Tuesday, June 18, 2024

Labour leader calls into question future of Thurrock Council

THE future of Thurrock Council has been called into question, as commissioners are set to be given more power over the ailing authority reports the Local Democracy Reporter.

Following the publication of a damning interim report by commissioners investigating Thurrock’s £1.5billion debts and a £469million deficit, John Kent, leader of the Labour Group has questioned the council’s survival.

Commissioners from Essex County Council, appointed by the Government to undertake a Best Value Inspection into the authority, called for more powers to hire and fire senior managers as they questioned the council’s ability to implement a recovery plan.

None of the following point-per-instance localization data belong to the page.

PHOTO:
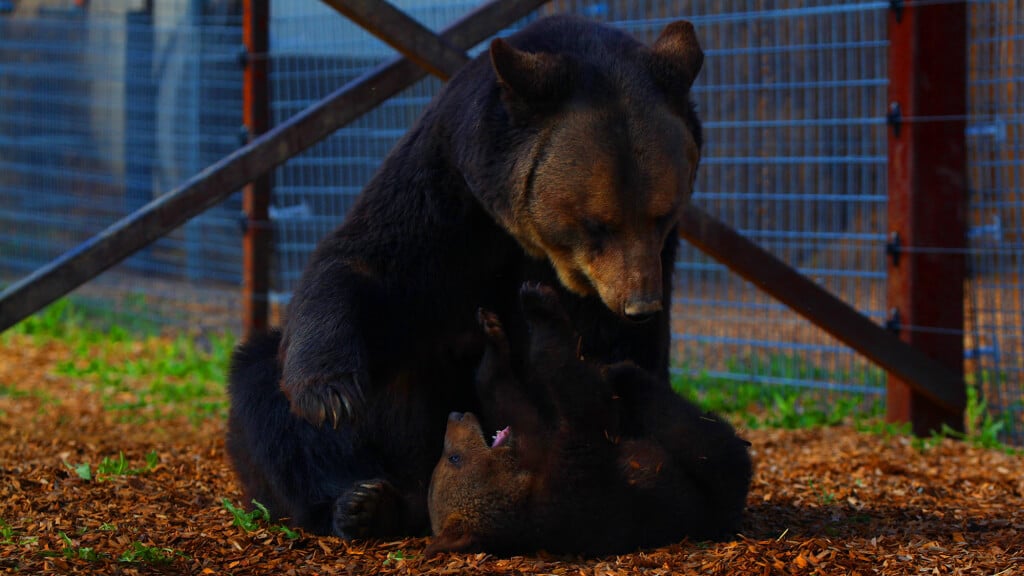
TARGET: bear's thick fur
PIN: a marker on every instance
(617, 462)
(565, 155)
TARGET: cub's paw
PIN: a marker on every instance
(541, 302)
(370, 508)
(326, 398)
(492, 325)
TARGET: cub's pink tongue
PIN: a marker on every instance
(501, 437)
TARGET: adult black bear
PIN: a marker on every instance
(619, 461)
(564, 155)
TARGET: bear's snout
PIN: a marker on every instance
(641, 310)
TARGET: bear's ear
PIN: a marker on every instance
(539, 80)
(676, 56)
(455, 537)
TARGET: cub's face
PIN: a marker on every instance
(474, 487)
(607, 190)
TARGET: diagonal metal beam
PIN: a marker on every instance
(241, 167)
(404, 34)
(771, 275)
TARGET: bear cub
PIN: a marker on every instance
(595, 459)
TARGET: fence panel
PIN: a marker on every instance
(100, 110)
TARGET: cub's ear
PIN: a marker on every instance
(538, 80)
(676, 56)
(455, 537)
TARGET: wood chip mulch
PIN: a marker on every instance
(823, 501)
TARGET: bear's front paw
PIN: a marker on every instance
(369, 508)
(330, 398)
(541, 301)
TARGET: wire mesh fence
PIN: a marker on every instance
(102, 109)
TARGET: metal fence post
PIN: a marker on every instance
(256, 196)
(927, 196)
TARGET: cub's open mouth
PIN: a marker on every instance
(502, 437)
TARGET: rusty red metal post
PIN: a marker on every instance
(927, 197)
(256, 196)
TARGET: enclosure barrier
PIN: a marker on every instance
(925, 377)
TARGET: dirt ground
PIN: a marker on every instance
(823, 501)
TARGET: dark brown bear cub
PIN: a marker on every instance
(565, 154)
(595, 459)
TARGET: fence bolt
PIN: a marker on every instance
(244, 135)
(893, 247)
(892, 323)
(894, 118)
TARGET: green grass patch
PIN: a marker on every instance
(251, 521)
(110, 467)
(759, 404)
(70, 550)
(156, 378)
(141, 553)
(72, 319)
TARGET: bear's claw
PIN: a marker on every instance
(491, 324)
(332, 399)
(361, 511)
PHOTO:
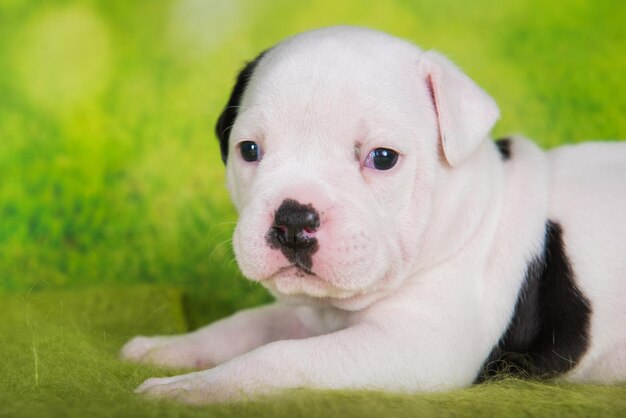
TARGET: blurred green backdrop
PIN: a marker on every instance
(110, 176)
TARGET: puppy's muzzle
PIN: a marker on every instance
(293, 233)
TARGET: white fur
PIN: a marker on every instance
(419, 267)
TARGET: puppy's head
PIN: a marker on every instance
(335, 141)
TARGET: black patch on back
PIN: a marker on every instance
(549, 330)
(227, 119)
(504, 146)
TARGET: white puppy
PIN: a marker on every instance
(407, 251)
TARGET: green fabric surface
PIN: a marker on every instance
(59, 351)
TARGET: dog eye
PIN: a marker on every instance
(250, 151)
(381, 159)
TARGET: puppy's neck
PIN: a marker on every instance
(466, 206)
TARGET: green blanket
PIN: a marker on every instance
(59, 354)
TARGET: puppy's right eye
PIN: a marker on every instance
(250, 151)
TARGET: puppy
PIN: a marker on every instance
(407, 251)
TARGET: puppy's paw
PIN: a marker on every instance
(166, 351)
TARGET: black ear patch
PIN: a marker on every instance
(549, 330)
(227, 119)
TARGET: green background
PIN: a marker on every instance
(114, 218)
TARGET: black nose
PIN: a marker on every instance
(294, 226)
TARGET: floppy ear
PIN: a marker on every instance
(227, 119)
(465, 112)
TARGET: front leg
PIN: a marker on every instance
(387, 354)
(229, 337)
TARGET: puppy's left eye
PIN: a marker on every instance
(381, 159)
(250, 151)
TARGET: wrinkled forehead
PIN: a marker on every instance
(340, 84)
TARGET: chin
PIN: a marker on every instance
(293, 285)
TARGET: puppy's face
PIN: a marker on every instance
(333, 151)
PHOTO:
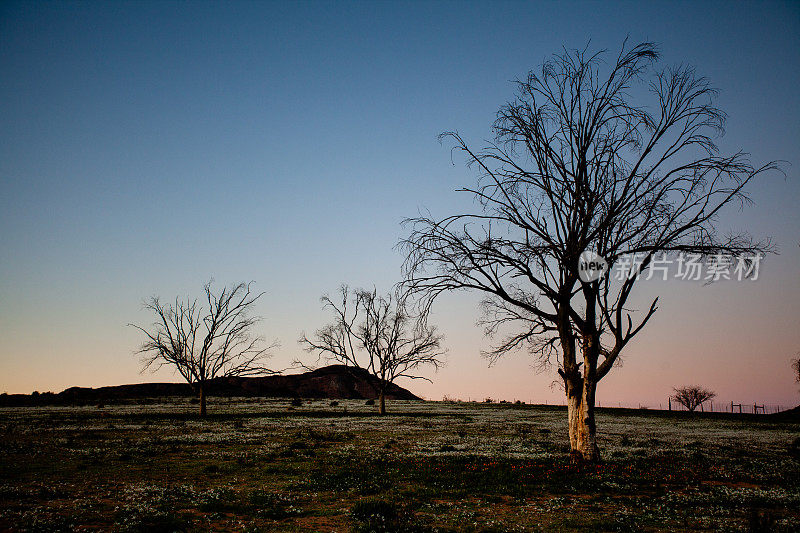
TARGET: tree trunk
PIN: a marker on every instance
(382, 402)
(582, 430)
(202, 401)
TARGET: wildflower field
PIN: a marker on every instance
(268, 465)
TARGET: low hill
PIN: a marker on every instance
(335, 382)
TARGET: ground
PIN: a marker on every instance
(266, 465)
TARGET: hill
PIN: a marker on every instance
(335, 382)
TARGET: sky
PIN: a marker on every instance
(147, 147)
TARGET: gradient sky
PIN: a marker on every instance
(147, 147)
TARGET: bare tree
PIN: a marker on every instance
(207, 340)
(577, 166)
(379, 334)
(692, 396)
(796, 369)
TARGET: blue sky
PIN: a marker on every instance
(147, 147)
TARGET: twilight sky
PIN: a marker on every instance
(147, 147)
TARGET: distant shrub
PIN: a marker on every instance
(794, 448)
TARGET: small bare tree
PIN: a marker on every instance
(580, 166)
(692, 396)
(379, 334)
(205, 341)
(796, 368)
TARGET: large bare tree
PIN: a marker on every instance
(206, 340)
(580, 165)
(377, 333)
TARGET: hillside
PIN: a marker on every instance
(335, 382)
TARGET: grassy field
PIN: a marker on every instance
(265, 465)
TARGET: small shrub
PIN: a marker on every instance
(376, 516)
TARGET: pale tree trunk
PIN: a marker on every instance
(582, 429)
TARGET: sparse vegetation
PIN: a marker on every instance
(693, 396)
(429, 466)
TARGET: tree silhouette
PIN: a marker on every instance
(377, 333)
(692, 396)
(577, 165)
(205, 341)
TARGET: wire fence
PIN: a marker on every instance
(711, 406)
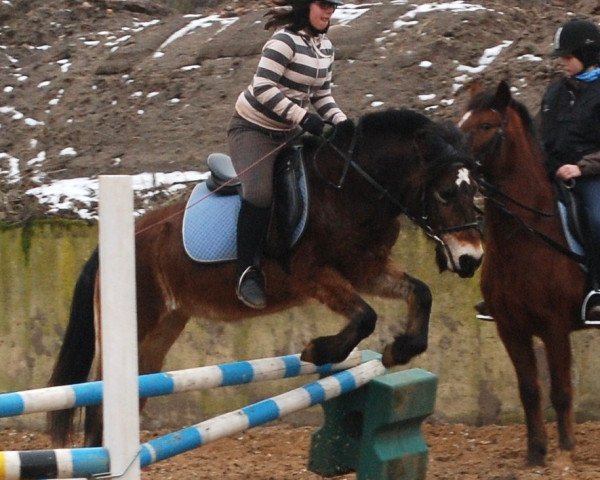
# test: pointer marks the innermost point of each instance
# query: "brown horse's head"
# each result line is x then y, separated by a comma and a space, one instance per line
494, 122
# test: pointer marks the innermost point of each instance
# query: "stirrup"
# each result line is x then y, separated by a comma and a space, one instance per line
592, 294
482, 312
255, 297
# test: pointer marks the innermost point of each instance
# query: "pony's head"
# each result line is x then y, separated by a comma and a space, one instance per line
428, 166
491, 118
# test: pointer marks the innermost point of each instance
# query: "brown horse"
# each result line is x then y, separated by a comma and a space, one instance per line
530, 283
392, 163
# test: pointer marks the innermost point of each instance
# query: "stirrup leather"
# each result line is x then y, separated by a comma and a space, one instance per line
238, 290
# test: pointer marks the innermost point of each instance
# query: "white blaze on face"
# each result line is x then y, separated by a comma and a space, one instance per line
464, 118
463, 177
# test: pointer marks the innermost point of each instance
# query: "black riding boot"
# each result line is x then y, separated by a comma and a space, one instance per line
252, 226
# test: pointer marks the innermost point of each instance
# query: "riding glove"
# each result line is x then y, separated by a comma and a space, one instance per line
312, 123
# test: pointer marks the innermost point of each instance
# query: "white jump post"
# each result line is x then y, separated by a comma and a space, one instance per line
119, 325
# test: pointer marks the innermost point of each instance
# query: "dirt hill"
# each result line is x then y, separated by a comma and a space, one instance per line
130, 86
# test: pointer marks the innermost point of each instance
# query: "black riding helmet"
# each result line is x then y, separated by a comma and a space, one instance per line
305, 3
580, 38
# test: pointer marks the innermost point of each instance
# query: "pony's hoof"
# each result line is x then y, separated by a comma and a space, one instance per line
320, 352
308, 354
388, 357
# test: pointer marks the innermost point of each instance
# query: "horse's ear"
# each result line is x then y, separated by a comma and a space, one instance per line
502, 97
475, 87
346, 127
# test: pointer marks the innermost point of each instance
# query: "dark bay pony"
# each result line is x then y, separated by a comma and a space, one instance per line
394, 162
530, 285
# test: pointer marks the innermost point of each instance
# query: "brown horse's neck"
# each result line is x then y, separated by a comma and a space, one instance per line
527, 194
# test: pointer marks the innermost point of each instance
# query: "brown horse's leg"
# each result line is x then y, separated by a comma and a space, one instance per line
152, 350
331, 289
93, 426
414, 340
558, 353
156, 343
519, 346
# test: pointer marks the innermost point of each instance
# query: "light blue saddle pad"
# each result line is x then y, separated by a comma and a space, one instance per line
210, 223
573, 243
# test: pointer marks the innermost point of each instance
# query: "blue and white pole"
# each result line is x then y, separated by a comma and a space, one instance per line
87, 462
165, 383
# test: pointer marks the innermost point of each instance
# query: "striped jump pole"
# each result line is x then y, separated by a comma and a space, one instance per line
165, 383
86, 462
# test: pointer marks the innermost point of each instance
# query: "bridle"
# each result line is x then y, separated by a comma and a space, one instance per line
498, 197
420, 219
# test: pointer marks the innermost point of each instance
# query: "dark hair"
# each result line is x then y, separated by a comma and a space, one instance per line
294, 18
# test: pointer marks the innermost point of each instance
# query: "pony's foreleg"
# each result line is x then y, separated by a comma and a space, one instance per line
333, 290
520, 350
397, 284
558, 354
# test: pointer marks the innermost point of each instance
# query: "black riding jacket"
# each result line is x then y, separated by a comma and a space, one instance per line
570, 114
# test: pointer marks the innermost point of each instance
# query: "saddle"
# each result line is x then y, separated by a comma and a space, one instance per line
210, 219
575, 234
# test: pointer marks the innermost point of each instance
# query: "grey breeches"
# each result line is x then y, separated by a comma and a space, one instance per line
253, 152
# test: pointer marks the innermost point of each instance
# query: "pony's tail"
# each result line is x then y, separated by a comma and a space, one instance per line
77, 352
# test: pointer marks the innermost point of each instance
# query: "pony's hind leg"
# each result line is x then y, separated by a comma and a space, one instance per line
153, 346
558, 355
519, 346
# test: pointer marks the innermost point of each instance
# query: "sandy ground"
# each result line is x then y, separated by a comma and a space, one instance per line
279, 452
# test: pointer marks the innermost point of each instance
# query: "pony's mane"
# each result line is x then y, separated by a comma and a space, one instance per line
485, 100
397, 120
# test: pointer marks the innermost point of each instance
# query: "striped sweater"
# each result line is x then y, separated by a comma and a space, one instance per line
294, 69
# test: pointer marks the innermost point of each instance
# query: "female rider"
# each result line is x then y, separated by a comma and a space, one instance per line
294, 71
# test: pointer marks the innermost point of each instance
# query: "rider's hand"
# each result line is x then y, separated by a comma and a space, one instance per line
568, 171
312, 123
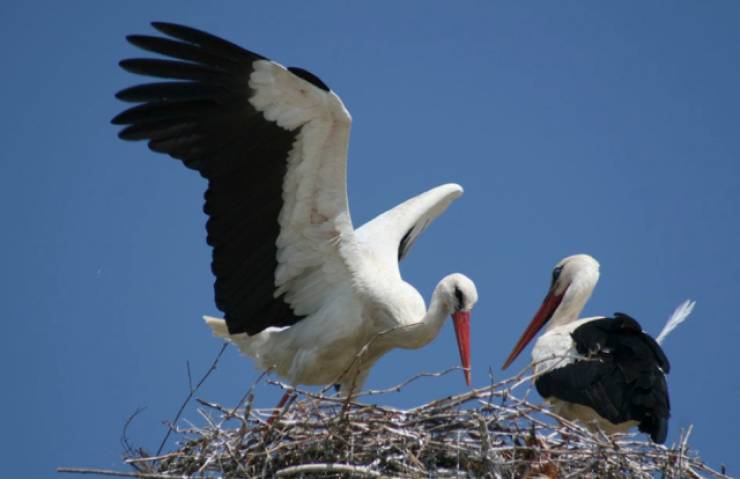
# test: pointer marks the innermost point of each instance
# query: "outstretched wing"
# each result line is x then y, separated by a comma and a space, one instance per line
391, 234
621, 375
272, 143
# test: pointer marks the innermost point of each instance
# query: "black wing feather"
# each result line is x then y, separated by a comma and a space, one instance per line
204, 118
622, 376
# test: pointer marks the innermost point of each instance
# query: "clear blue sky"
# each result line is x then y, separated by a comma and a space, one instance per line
610, 129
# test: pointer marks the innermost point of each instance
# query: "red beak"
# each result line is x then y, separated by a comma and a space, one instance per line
549, 305
461, 320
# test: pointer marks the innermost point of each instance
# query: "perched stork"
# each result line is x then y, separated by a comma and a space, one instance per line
302, 291
601, 371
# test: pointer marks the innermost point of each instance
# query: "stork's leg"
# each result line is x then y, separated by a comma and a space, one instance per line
279, 407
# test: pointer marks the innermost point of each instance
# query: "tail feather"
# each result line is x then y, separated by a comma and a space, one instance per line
679, 316
218, 326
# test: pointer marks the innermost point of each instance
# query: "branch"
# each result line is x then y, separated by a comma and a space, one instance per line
190, 395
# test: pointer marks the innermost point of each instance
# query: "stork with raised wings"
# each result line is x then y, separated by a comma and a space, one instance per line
302, 291
604, 372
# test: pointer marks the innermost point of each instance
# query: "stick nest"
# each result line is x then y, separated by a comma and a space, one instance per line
486, 432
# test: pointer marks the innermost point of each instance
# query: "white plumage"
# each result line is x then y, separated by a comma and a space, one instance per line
303, 292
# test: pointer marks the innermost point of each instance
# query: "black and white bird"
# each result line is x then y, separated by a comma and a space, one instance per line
303, 292
604, 372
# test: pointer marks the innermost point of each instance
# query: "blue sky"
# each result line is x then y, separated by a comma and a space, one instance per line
609, 129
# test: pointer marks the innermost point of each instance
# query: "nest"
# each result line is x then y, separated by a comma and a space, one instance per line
485, 432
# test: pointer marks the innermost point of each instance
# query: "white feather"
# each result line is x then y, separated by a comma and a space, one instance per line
679, 316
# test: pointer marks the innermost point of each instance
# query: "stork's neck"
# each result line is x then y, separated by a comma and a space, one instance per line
421, 332
574, 300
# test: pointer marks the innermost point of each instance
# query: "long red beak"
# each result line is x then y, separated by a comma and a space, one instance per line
549, 305
461, 320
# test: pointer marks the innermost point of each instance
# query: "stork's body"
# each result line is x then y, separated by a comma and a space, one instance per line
303, 292
604, 372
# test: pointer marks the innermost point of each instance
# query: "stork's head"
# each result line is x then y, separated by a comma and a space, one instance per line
460, 295
573, 280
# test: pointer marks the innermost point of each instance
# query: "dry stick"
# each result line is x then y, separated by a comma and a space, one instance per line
214, 364
107, 472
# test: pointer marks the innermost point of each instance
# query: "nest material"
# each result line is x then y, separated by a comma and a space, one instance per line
486, 432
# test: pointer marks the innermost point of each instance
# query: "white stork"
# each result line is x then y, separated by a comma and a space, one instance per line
302, 291
604, 372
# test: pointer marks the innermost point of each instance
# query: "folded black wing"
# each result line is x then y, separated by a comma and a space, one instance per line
621, 375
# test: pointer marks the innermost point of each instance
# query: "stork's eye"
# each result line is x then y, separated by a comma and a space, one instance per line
556, 274
459, 297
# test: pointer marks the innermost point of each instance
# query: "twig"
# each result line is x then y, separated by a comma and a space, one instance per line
214, 364
327, 468
107, 472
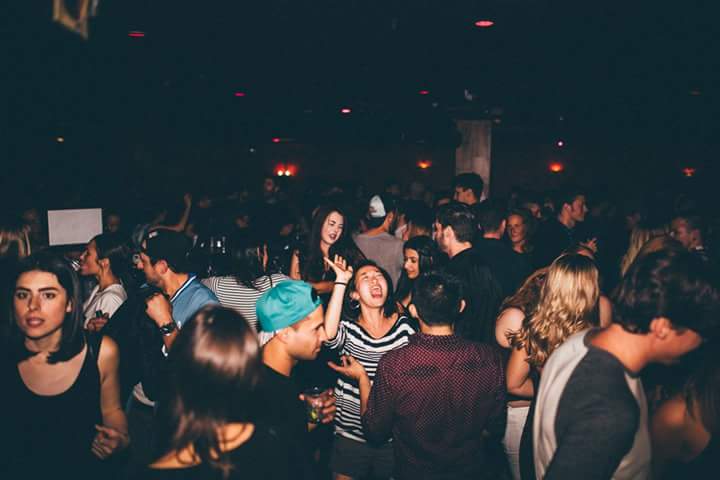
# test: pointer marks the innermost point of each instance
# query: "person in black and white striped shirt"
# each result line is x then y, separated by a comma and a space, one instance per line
250, 280
371, 326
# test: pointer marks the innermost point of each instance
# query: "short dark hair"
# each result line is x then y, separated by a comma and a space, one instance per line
675, 285
460, 218
437, 296
116, 248
491, 214
471, 181
566, 195
72, 339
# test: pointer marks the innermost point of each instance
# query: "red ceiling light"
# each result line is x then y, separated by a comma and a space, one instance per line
557, 167
484, 23
285, 170
424, 164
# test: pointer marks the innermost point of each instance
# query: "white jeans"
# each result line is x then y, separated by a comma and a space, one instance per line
513, 433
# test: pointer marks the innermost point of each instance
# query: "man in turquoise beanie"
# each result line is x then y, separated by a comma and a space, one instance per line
292, 315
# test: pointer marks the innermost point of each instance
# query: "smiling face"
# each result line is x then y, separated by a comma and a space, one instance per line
412, 263
516, 228
332, 228
371, 288
40, 304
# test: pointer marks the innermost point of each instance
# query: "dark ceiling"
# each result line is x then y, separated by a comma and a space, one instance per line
639, 70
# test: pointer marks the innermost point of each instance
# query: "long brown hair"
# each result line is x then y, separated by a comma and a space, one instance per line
216, 363
567, 301
527, 296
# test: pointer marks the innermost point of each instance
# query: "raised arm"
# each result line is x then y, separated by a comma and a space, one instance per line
112, 434
343, 274
518, 374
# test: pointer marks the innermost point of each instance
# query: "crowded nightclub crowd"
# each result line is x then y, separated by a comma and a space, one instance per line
407, 333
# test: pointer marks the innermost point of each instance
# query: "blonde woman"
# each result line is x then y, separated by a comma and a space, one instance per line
639, 236
568, 304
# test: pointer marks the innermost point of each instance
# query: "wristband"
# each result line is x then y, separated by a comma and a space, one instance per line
168, 328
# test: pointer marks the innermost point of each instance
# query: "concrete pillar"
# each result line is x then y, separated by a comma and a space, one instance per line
473, 154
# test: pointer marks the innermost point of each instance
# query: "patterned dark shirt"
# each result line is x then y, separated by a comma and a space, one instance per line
437, 396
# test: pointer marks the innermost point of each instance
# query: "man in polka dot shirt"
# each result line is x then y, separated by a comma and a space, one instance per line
442, 398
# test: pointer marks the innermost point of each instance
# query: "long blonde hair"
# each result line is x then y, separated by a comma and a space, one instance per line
639, 237
567, 302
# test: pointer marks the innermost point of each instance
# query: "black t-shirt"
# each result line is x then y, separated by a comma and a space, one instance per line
265, 456
506, 265
279, 407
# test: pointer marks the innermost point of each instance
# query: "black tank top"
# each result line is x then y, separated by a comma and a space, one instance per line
46, 436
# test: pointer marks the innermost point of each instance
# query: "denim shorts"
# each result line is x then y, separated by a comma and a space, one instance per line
357, 459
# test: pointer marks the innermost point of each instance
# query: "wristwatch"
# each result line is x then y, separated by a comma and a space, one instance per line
168, 328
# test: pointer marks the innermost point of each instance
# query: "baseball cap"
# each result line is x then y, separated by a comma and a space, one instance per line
285, 304
381, 205
168, 245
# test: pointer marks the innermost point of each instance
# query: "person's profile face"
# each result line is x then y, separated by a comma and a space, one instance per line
411, 264
371, 287
464, 195
578, 209
306, 336
89, 261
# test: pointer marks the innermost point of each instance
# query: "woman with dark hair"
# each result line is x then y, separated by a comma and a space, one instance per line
61, 391
328, 237
107, 258
371, 326
686, 427
420, 255
250, 279
215, 366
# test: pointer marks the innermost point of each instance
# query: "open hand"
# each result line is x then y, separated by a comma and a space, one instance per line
343, 271
107, 441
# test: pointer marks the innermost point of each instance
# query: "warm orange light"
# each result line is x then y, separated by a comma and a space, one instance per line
557, 167
424, 164
484, 23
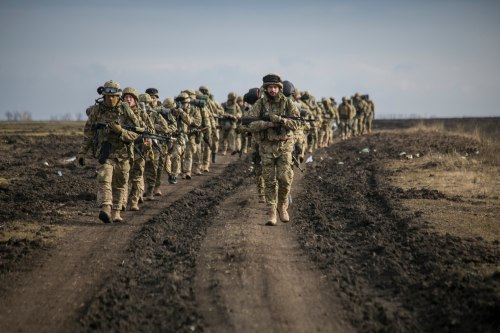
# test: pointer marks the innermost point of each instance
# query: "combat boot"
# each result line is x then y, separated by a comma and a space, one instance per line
271, 220
115, 215
282, 210
149, 194
105, 214
134, 205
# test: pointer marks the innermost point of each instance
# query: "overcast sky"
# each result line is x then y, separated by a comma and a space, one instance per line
438, 58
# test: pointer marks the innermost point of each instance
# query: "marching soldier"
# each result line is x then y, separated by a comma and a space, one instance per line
228, 122
276, 138
111, 145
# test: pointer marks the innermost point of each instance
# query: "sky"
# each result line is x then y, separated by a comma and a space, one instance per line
438, 58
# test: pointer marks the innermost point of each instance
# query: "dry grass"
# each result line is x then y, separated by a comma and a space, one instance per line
29, 231
472, 204
41, 128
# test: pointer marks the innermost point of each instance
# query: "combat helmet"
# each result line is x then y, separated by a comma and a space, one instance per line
204, 90
145, 98
272, 79
288, 88
169, 103
130, 91
111, 88
183, 98
153, 92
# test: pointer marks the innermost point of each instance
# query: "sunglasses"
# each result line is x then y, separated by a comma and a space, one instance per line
111, 90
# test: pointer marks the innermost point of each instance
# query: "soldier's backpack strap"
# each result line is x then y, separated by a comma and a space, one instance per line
130, 114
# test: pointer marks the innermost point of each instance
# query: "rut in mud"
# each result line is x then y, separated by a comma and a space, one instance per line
391, 271
152, 290
394, 274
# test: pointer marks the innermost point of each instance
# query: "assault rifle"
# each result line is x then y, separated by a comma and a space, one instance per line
198, 131
248, 120
146, 134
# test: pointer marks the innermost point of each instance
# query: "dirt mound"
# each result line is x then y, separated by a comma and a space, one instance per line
151, 291
393, 272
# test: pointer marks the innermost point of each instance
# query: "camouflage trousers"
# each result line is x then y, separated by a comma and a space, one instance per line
191, 149
277, 171
368, 122
136, 179
215, 140
201, 159
112, 181
176, 157
151, 171
257, 167
312, 139
344, 128
358, 125
246, 142
228, 140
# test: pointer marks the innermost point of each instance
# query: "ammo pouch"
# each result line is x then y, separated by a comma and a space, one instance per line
105, 152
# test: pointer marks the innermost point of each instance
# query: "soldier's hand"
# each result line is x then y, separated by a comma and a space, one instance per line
275, 119
115, 127
81, 160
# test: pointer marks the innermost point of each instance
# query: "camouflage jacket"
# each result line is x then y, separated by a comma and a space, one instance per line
282, 106
95, 136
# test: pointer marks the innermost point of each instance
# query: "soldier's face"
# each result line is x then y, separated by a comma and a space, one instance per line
153, 100
273, 90
129, 99
111, 100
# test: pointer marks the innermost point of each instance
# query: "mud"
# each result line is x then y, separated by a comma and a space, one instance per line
387, 267
393, 272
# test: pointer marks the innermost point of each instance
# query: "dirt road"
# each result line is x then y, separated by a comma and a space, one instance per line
353, 257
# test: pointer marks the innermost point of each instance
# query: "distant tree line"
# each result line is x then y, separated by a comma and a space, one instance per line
18, 116
26, 116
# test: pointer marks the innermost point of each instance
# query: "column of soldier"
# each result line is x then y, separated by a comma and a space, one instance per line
137, 137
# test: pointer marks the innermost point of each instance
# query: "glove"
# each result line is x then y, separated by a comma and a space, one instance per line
81, 160
275, 119
116, 128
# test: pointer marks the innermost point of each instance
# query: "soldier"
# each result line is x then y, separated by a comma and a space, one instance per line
325, 132
360, 107
111, 145
369, 114
244, 137
216, 111
142, 148
251, 97
155, 165
166, 112
276, 139
346, 116
228, 122
189, 119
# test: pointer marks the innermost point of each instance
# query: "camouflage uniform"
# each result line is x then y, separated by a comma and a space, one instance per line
369, 114
112, 146
166, 113
215, 110
188, 119
276, 140
361, 107
142, 148
228, 122
155, 165
346, 116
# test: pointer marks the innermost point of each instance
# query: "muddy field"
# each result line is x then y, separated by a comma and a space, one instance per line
376, 242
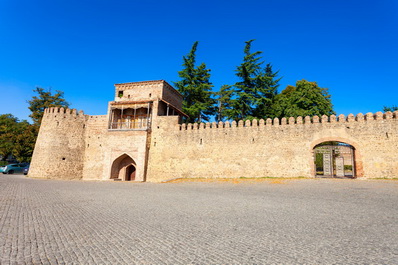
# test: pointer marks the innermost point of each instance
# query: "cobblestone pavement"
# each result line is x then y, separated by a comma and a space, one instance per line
294, 222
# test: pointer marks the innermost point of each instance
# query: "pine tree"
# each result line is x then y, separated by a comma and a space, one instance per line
195, 86
44, 100
304, 99
257, 88
225, 102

Speaking after the letter to the Secretary of State was published on Tuesday, Mr Kent said: “Today’s announcement of wider government intervention in Thurrock is a further damning indictment of the Conservative record of running Thurrock.

“The interim Best Value Inspection letter highlights failures well beyond the Tory financial catastrophe.

“For instance, it criticises the Tories’ record of delivering big projects – such as the development of the New Town Hall, the delivery of the A13 widening scheme, the regeneration of Purfleet and the redevelopment of Stanford-Le-Hope station. All of which have been overseen by the current leader of the council.”

Mr Kent said a lack of transparency and “weaknesses in the council’s scrutiny function” had led to the catastrophe.

He added: “There is real doubt as to whether Thurrock Council, as we know it now, can survive. What isn’t in doubt is that the council needs strong and competent leadership, and those that have sat in cabinet for the last six and a half years, as this disaster has unfolded, should have no significant role in the future.”

In his letter Essex County Council, chief executive Gavin Jones said the council was facing “extensive efficiency savings and there would be a “rapid reduction in the scope of local services”.

He added: “Many services, which have been relatively well funded over the past decade may, as a consequence, be either ceased or, where statutorily underpinned, equipped to do little more than provide a minimum level of service for the foreseeable future.”

The commissioners are expected to deliver their final report on February 17.